Topics will include: Non-abelian gauge theory (aka Yang-Mills theory), the Standard Model (SM) as a particular non-abelian gauge theory (its gauge symmetry, particle content, and Lagrangian, Yukawa couplings, CKM matrix, 3 generations), spontaneous symmetry breaking: global vs local symmetries (Goldstone's Theorem vs Higgs Mechanism; mass generation for bosons and fermions), neutrino sector (including right-handed neutrinos?), effective field theory, Feynman rules (Standard Model propagators and vertices), gauge and global anomalies, strong CP problem, renormalization group (beta functions, asymptotic freedom, quark confinement, mesons, baryons, Higgs instability, hierarchy problem), unexplained puzzles in the SM, and surprising/intriguing aspects of SM structure that hint at a deeper picture.

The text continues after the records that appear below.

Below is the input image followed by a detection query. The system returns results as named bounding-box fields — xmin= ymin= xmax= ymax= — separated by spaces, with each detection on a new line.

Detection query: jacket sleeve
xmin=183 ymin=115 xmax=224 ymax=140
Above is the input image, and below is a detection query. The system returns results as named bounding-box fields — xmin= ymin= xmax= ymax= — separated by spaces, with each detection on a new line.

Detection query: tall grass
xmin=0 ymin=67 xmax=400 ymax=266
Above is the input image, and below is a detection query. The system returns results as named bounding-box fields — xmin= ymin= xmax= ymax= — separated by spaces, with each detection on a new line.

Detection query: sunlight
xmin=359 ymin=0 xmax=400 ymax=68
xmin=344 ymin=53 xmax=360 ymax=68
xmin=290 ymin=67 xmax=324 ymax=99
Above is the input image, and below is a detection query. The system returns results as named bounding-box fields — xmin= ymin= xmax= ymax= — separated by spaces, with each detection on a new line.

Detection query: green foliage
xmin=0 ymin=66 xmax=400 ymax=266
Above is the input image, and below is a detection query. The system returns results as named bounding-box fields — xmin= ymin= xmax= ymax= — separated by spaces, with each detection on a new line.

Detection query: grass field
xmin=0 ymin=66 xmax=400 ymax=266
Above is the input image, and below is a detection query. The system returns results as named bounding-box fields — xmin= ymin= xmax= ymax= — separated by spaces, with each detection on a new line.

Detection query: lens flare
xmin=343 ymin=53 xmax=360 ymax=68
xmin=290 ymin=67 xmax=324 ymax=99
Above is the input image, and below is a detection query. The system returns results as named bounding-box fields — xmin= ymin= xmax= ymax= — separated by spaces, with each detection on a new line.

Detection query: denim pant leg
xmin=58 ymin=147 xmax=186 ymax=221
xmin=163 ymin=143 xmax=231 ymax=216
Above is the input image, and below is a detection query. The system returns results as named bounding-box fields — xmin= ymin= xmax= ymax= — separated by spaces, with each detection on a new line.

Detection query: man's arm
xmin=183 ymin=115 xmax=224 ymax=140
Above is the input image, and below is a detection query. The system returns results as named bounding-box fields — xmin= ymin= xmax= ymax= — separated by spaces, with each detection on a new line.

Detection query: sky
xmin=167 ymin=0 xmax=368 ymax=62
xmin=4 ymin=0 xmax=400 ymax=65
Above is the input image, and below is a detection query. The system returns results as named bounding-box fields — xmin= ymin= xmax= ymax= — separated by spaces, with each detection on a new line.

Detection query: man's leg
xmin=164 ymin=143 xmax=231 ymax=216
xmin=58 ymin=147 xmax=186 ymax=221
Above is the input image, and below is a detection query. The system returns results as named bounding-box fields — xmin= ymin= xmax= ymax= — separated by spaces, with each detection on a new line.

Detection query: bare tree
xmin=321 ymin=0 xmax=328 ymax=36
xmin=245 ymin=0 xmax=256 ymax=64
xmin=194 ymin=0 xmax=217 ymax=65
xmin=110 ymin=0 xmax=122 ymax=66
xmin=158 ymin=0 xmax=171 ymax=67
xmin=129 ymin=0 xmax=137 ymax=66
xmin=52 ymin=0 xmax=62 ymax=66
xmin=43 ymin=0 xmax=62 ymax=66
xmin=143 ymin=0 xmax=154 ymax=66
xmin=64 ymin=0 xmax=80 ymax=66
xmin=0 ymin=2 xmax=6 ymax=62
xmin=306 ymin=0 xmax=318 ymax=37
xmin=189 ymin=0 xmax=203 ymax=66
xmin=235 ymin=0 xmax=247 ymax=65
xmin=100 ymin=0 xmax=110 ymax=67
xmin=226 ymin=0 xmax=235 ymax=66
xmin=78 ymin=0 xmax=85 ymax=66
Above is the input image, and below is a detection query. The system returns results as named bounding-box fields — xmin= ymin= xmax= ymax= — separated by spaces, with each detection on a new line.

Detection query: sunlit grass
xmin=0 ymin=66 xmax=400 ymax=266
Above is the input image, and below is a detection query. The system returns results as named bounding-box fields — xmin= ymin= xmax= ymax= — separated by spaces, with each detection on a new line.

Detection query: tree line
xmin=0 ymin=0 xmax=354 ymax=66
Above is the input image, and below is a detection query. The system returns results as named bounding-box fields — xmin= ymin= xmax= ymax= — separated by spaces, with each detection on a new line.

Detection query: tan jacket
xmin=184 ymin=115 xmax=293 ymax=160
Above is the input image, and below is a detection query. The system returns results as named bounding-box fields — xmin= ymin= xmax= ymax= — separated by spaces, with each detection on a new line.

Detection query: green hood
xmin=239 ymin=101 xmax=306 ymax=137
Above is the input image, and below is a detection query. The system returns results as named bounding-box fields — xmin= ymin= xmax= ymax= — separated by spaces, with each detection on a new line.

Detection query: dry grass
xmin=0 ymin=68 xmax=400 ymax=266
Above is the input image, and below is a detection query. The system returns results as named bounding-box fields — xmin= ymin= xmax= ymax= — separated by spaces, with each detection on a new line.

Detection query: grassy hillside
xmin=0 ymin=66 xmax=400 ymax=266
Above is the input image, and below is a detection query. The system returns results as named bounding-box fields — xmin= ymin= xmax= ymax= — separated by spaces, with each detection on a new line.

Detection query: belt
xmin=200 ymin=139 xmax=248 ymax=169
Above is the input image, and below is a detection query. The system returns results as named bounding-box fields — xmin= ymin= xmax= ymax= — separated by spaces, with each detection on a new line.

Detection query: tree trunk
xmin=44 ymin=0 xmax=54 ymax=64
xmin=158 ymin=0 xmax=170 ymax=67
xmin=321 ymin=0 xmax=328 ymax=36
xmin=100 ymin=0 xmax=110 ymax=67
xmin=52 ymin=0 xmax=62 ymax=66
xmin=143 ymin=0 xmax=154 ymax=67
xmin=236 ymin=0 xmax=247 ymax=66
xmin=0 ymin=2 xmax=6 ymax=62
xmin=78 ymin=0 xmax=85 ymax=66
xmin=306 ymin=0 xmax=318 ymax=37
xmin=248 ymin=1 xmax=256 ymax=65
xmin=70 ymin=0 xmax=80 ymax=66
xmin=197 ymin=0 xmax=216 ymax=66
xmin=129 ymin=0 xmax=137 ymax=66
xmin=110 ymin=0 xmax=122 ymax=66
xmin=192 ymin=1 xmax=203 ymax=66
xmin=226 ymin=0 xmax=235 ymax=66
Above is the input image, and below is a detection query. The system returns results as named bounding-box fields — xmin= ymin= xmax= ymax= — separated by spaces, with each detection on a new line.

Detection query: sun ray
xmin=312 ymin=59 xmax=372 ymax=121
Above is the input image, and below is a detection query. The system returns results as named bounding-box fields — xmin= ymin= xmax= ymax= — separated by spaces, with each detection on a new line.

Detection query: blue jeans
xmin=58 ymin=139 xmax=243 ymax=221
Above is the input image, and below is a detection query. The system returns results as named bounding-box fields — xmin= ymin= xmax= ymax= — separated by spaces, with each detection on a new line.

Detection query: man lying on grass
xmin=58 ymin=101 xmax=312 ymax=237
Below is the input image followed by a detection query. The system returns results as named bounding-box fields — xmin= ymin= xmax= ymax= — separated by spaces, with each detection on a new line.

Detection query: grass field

The course has three parts. In the first part of the course, the path integral formulation of non-relativistic quantum mechanics and the functional integral formulation of quantum field theory are developed. The second part of the course covers renormalization and the renormalization group. Finally, non-abelian gauge theories are quantized using functional integral techniques.

The course begins by discussing several topics in equilibrium statistical physics including phase transitions and the renormalization group. The second part of the course covers non-equilibrium statistical physics including kinetics of aggregation, spin dynamics, population dynamics, and complex networks.